E. Zona Ekonomi Eksklusif
Ketentuan mengenai Zona Ekonomi Ekskusif (ZEE) dimuat dalam ketentuan
Pasal 55 UNCLOS III, yaitu suatu daerah di luar dan berdampingan dengan laut
teritorial, yang tunduk pada rezim hukum khusus yang ditetapkan dalam bab ini
berdasarkan mana hak-hak dan yurisdiksi negara pantai dan hak-hak serta
kebebasan-kebebasan negara lain, diatur oleh ketentuanketentuan yang relevan
konvensi ini.
Dari rumusan ketentuan Pasal 55 UNCLOS III, kiranya dapat dirinci unsur-
unsur pengertian Zona Ekonomi Eksklusif antara lain:
1. Zona Ekonomi Eksklusif itu adalah bagian laut yang terletak di luar Laut
Teritorial.
2. Keberadaan Zona Ekonomi Eksklusif di luar laut teritorial tidak diselingi
oleh bagian laut lain tetapi langsung berdampingan dengan Laut Teritorial itu
sendiri.
3. Bahwa Zona Ekonomi Eksklusif itu diatur oleh rezim hukum khusus (sui
generis) yang dituangkan dalam Bab V, yaitu bab yang mengatur Zona
Ekonomi Eksklusif.
4. Bahwa disebut rezim khusus oleh karena pada Zona Ekonomi Ekslusif oleh
UNCLOS III hak-hak dan yurisdiksi negara pantai dan sekaligus juga diakui
adanya hak-hak serta kebebasan-kebebasan negara lain.
F. Landas Kontinen
Landasan kontinen terdapat dalam Pasal 76 ayat 1 dan ayat 2, yang meliputi
sebagai berikut :
a.

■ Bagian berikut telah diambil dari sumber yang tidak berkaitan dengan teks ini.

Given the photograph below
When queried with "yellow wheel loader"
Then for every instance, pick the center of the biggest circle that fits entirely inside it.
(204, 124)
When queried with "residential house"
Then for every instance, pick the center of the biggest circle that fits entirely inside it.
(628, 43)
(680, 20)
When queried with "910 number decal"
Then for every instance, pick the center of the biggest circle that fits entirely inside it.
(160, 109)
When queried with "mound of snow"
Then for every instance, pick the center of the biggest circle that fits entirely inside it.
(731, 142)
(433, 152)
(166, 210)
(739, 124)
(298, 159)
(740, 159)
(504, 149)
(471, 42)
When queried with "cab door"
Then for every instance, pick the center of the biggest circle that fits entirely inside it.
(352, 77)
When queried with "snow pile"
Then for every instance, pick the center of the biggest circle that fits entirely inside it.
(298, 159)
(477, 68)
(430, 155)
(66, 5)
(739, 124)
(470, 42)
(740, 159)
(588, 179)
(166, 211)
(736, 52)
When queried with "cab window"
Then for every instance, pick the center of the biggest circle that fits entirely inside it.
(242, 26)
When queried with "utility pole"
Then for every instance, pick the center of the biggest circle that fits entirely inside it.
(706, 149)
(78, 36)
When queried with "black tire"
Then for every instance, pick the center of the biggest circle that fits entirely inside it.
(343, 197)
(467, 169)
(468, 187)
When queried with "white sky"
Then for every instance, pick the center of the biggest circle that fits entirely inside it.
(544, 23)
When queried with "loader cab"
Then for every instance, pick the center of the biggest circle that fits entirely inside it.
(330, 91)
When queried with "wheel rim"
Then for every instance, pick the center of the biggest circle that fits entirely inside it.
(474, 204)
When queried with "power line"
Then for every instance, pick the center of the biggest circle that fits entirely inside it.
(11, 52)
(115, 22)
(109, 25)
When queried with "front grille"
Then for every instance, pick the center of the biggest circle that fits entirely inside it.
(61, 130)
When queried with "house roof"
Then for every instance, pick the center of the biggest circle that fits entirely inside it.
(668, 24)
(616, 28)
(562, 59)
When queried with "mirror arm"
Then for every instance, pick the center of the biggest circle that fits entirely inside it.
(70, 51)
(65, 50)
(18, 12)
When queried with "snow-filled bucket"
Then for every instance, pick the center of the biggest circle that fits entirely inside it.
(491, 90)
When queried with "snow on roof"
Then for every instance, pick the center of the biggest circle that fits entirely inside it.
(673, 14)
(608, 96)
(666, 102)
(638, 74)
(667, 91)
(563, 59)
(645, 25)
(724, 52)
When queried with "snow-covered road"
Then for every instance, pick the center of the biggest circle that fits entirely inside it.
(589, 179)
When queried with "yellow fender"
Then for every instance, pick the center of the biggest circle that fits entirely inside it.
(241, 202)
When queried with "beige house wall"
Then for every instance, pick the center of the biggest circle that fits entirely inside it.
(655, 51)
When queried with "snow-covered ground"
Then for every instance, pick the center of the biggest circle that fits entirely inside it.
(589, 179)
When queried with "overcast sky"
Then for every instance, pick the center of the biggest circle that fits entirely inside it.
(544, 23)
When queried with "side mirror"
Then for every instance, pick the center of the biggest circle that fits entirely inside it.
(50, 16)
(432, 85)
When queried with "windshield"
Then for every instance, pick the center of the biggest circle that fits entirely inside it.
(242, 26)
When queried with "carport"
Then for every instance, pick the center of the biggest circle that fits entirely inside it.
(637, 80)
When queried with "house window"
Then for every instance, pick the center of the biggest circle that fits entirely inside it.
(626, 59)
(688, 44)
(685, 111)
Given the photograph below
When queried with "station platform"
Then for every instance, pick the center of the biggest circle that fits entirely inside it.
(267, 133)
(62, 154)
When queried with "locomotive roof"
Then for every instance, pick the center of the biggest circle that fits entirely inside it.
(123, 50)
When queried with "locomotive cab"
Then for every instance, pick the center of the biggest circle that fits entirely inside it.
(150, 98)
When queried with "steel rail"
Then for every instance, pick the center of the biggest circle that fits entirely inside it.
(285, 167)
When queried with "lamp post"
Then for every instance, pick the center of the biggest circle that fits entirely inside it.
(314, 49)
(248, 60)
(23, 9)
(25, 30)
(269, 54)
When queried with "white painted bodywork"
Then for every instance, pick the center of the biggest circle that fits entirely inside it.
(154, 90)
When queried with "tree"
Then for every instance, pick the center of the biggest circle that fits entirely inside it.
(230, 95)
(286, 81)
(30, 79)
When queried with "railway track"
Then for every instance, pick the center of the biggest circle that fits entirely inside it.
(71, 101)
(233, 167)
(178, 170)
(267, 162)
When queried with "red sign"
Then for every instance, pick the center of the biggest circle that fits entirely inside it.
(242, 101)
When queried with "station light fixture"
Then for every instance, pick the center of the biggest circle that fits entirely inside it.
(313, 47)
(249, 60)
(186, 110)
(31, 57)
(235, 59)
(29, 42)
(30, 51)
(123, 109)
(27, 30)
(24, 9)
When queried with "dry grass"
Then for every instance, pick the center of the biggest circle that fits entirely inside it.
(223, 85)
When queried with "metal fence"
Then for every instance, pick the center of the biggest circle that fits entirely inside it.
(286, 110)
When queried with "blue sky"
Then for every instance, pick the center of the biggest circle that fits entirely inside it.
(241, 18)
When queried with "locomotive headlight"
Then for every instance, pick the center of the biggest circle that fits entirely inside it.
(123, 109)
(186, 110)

Dasar laut dan tanah di bawahnya yang terletak di luar laut teritorialnya
sepanjang adanya kelanjutan ilmiah dari wilayah daratannya sampai ke
pinggiran tepi kontinen; atau
b. Dasar laut dan tanah di bawahnya sampai jarak 200 mil laut dari garis
pangkal di mana laut teritorial diukur;
c. Landas kontinen dimungkinkan mencapai 350 mil laut dari garis pangkal di
mana laut teritorial diukur; atau
d. Tidak melebihi 100 mil laut dari kedalaman (isobath) 2500 meter.